My stomach was growling. I’d lef
t the boat without eating the meal that Rachel had prepared and I’d burned a lot of energy. Chastising myself for worrying about my own hunger I pushed on in the dark. Visions of Rachel at the hands of people like the men I’d killed outside the sporting goods store made the muscles in my jaw ache as I clenched my teeth. Whoever had taken her was not going to have a pleasant time when I found them.
Another hour and countless coves later I motored around a sharp bend in the lake and immediately slapped the throttles to idle and cut the engines. On the north shore of the lake, no more than half a mile away, a large house sat back in the trees lit up like they were having a party. In the light that spilled down to the water I could see the cabin cruiser tied up at the dock next to a small bass boat and a sleek ski boat.

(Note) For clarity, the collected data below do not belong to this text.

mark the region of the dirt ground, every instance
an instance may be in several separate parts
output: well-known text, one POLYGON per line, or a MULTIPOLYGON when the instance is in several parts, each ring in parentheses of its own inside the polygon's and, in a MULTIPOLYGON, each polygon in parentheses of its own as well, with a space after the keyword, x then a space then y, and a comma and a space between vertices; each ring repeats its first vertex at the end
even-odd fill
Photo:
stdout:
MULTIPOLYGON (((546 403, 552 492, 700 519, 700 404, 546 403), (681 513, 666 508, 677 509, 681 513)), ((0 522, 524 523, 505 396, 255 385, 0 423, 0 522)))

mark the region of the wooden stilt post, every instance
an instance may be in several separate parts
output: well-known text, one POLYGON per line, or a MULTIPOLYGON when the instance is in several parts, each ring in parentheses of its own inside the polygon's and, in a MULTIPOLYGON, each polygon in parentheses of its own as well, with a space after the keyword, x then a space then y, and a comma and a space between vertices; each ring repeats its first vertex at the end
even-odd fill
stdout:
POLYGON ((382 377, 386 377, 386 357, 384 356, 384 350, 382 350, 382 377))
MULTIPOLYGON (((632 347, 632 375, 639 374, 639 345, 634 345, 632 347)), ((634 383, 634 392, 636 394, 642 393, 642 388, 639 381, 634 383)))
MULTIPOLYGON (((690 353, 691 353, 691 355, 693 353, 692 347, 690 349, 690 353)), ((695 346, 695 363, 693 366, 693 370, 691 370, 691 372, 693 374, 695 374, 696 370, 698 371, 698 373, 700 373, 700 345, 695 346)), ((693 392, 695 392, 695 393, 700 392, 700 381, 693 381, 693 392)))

Water is an excellent sound reflector and noises will travel long distances across still water. The lake was as still as a mill pond and I could clearly hear the sound of an engine I guessed to be a generator as well as country music playing along with the laughter of several men. Raising the binoculars I scanned the cruiser and other two boats which both appeared to be unoccupied. The dock and lawn were also equally empty. No sentries? Didn’t these guys realize what had happened in the world?
I spent another ten minutes watching the house, then took my time scanning the shoreline on either side looking for infected. None to be found. Perhaps the house was just too far off the beaten path. There were no other houses on the shore for as far as I could see with binoculars in each direction. Just thick trees and brush that came all the way to a thin strip of mud that was the shoreline.